Shuttle bus from carpark to top of Hohenzollern Mountain, in time for 10am guided tour of this fairytale castle (sadly didn't start until 10.30; sadly not in English). Through Eagles Gate, up cobblestoned spiral ramp, and past ornate cannon. Third reconstruction of castle, Gothic Revival, dates from mid 1800s.
Splendour throughout interior, we had to wear giant felt slippers over our shoes on marble floors (cheap polishers!) Heraldic entrance foyer with calligraphic genealogy painted on walls and inset miniature portraits. Enamel fireplace in one corner a larger version of one we'd seen in the English couple’s van two days ago. Gold Eagle patterned wallpaper in blue parlour. Hand-painted, beautiful narrow protruding bay windows with inset seats and tables- would catch light longest in afternoons. Armour displays (guide relented against "no photos" rule just this once) (and suddenly, miraculously, spoke English for first time!), uniforms, dresses, medals, silver and glassware and delicate hand painted china.

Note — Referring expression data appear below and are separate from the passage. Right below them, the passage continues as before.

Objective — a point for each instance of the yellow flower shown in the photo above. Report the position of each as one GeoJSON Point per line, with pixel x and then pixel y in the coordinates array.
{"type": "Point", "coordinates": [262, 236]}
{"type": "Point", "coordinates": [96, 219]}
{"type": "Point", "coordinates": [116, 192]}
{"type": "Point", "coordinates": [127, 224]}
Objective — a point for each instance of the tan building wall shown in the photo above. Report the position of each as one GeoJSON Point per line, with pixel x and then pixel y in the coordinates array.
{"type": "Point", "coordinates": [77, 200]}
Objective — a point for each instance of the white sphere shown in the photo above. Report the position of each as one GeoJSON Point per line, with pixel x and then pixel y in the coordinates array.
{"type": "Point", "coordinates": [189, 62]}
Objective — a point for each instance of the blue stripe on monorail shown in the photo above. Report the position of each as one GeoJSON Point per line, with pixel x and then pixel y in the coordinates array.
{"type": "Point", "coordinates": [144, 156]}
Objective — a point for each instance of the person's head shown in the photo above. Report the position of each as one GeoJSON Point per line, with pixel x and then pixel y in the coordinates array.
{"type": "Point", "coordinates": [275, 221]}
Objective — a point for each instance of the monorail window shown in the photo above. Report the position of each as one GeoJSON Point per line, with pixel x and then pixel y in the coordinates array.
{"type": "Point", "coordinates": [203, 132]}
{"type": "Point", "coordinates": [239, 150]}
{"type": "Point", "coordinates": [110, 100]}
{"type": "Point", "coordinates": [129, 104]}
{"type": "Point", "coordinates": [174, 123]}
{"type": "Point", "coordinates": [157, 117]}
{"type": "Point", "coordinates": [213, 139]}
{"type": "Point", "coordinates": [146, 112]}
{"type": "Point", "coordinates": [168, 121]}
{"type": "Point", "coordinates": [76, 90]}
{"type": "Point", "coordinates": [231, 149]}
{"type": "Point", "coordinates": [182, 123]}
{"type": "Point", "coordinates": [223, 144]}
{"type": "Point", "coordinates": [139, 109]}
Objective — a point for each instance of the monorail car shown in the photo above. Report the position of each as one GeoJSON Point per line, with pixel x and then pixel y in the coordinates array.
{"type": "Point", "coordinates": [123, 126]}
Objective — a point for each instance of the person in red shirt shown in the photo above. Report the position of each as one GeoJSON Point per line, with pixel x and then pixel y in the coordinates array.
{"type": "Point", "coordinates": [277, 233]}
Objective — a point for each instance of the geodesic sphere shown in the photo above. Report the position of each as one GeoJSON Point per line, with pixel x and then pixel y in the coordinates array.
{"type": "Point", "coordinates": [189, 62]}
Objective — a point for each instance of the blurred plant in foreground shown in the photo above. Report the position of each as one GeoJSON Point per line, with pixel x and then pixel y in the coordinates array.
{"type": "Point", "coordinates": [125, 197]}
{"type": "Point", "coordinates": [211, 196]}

|Photo of tickets in lieu of photos!|
Tour over, had look at Catholic St Michael's chapel with its statue of St George slaying the fire-breathing monster. This popular theme was repeated in bas-relief in corded-off section up front, but this time it was Archangel Michael slaying dragon. Then looked at all the gilt in Protestant Christ's Chapel.
Walked up to top of Gate Tower to see photo exhibition of King’s children - toddler sooking against Mum, one scowling with arms folded, brother choking little sister by neck - good to see they were same as everyone else's children! Walked around periphery of castle walls with its various photopoints or views of Prussian Border, Zellorhorn and Stuttgart, and circuit of imposing statues all named Fredreich....
Nice stretching walk back down mountain trail and stairs to carpark. Lunched on prawn salad rolls, conferred over itinerary and off north through Stuttgart.
Off towards the Cistercian Maulbronn UNESCO monastery, founded 1147. The monastery is the best surviving example of water management based on reservoirs and channels, but we only had time for a self-guided tour before closing time, so didn’t see all: infirmary, cellar, lavatorium (!!), auditorium, refectories, cloister, hall, forge, inn, cooperage, mill, chapel...
|Part of indoor waterworks|
|Imagine the sound of chanting in this cavernous gallery|
Apparently Hermann Hesse attended before fleeing in 1891 after his suicide attempt, and their failed attempt to save him from his own “personal religious crisis”. Ducked into the gift shop and picked up Monastery labelled wine for this evening. Saw curious blue resin sheep, apparently a life-size art installation touring prominent sites promoting tolerance and solidarity ("all equal - all important"). Had an ale at nearby medieval bar, before wandering back through village to free camp.
Sat outside on a pleasant evening cooking dinner. Drank Monastery's (pretty good!) red wine, ceremoniously gave Boomers their thousand year old ice from icebergs in Iceland.